How about a cyclopropane attached to -CH2-COOH?

Barry Hunt

In article <tKZsb.109936$***@twister.tampabay.rr.com>, Daveman <***@hotmail.com> wrote:
: Hi.
: I am trying to come up with a structure for this molecule C5H8O2.

: The 1 H NMR has 3 lines grouped around 1.0 ppm with area of 3H, 6 lines
: grouped near 1.9 ppm with area of 2H, and 3 lines grouped around 3.4 ppm
: with an area of 2H.

Somebody apparently failed to tell you that you can learn quite a bit
about the structure from the ratios of the peak heights of the lines.
For example, are the "three lines" in the ratio of 1:2:1?

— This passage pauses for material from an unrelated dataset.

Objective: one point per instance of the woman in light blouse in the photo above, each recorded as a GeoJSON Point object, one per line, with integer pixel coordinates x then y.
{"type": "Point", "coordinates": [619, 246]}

What do you think is the significance of the observation that your compound
has 8 H atoms in it, but that the integration of the NMR only adds up to 7?

: I am sure I have a C=O. Do I also have C=C?
:
: Any help would be greatly appreciated.

You can calculate the number of double bonds or rings by remembering that
the ratio of H:C in a saturated molecule is 2n+2:n where n is the number
of carbon atoms. Each unsaturation or ring takes away two H atoms.

-----
Richard Schultz ***@mail.biu.ac.il
Department of Chemistry, Bar-Ilan University, Ramat-Gan, Israel
Opinions expressed are mine alone, and not those of Bar-Ilan University
-----
"Logic is a wreath of pretty flowers which smell bad."

This interpretation is only capturing a small portion of the
information available from the spectrum. See comments from Richard
Shultz in another post. Your description of the three groups does not
include necessary information about the spacing, relative heights, and
overall appearance of these lines. For example, three lines can
belong to a triplet, or a doublet and a singlet, a doublet of
doublets, or a more complex pattern. The coupling constants can also
be useful in determining which pattern is coupled with which other
pattern(s).

Steve Turner

Real address contains worldnet instead of spamnet

Have you possibly ignored a signal at around 10 ppm with the integration of
1 proton (could be even in lower field, i.e. >10 ppm)? If yes, then you've
probably got propyl formate(HCOOCH2CH2CH3), which should give exactly the
same pattern of proton signals in high field (triple for CH3, triple
for -O-CH2 and sextet for -CH2-) I would say the IR also matches this
structure.

Since people are posting answers rather than hints to this guy's HW problem:

By NMR, it can't be the cyclopropane that someone suggested.

CH3-CH2-CH2-CO-CO-H also seems wrong by NMR (alpha-H too downfield
3.4 vs. maybe 2.6?)

CH3-CH2-CH2-O-CH=C=O I don't mind the ketene, O-CH2 should be 3.4-ish,
but I don't know the IR of ketenes: are the 1720/1640 OK? The 'missing' H should
be >8 ppm.